Wednesday, December 17, 2008

Journey to Bethlehem in Advent

Advent 3 - Week of Dec 14, 1 Thessalonians 5.16-24

…Hold fast to what is good…

Augusta Victoria Hospital sits like its namesake queen, crowning the Mount of Olives, the highest hill in Jerusalem. The magnificent building was built as a hospice and rest home by Kaiser Wilhelm in 1910, and named it for his wife. In the 1920s-40s it served as R&R for British soldiers. In 1948, after the British left, as 750,000 Palestinians were turned out of their homes, these refugees fled to East Jerusalem and Jordan (East Jerusalem was part of Jordan at that time). They had no medical care, so the facility was taken over by the Red Cross to serve as a hospital for them. In 1950 the hospital came under the administration of the Lutheran World Federation and today still serves primarily refugees and other Palestinians who otherwise do not have access to adequate medical care. Augusta Victoria is the only option for Palestinians needing certain kinds of care, like kidney dialysis and cancer treatment. The hospital exists to assure the right to health care for Palestinians. Because of the security wall, many Palestinians have difficulty getting to the hospital, even though it is in Palestinian East Jerusalem. The staff works to get travel permits for patients and their families, as well as for employees. Their buses pick up patients from Ramallah, Hebron and Bethany.

Standing in the trees at the top of the hill behind the hospital, we looked out over the valley to the east of Jerusalem. This Arab area is dotted with Israeli settlements, construction cranes visible on the horizon. 85% of the land these settlements are built on was obtained illegally from Palestinians, including the settlement of Maale Addumim, home to 40,000 Israelis and growing.

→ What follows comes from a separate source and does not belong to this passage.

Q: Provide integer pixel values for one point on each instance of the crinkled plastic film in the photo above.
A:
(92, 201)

Housing is a huge problem for Palestinians. They cannot build, even on their own land, until they have a permit. But permits are routinely denied Palestinians, so they build illegally and hope the bulldozers will not come to destroy their homes. Just over the edge of the hill behind the hospital we saw one such demolished home. Two weeks earlier, soldiers had arrived at breakfast time, about 8 am, and told the family their home would be destroyed. They had two hours to gather up what they could, and at 10 am the bulldozers came and leveled the home. On November 5, four more Palestinian homes and a banquet hall were demolished in East Jerusalem. Thousands of homes are slated for demolition, the families living in uncertainty, not knowing when the soldiers will knock on their door.

Some of these families live in very crowded conditions, causing many Palestinian Christian families to emigrate. Seven members of the Hadawar family, members of the Lutheran church in Jerusalem, live in a tiny apartment in the Old City. Three generations share a bedroom, while around the corner from their cramped home, plans have been approved for an Israeli settlement that will be built in the Muslim Quarter.

In the search for peace between Palestinians and Israelis, and between Jews, Christians and Muslims, it is important to strengthen the Christian presence in the Holy Land and to maintain Jerusalem as a city of shared faiths and a model of peace, understanding, tolerance and reconciliation. Christians, providing schools and social service agencies and encouraging dialogue among religious groups, are a bridge between fundamentalist movements within Islam and Judaism, fostering mutual understanding and contributing to peacemaking efforts.

In cooperation with the Evangelical Lutheran Church of Jordan and the Holy Land, the Lutheran World Federation is building housing on their land for Palestinian Christian families—the Mount of Olives Housing Project—which will add 84 units of housing for Palestinians in East Jerusalem. This work is being done with the help of your offerings, which support the Lutheran World Federation.

O Lord our God, your church struggles to bring the good news of freedom and liberty to those imprisoned. Through our generous gifts strengthen your church for your work of liberation. In the name of your Son, the babe of Bethlehem, Amen.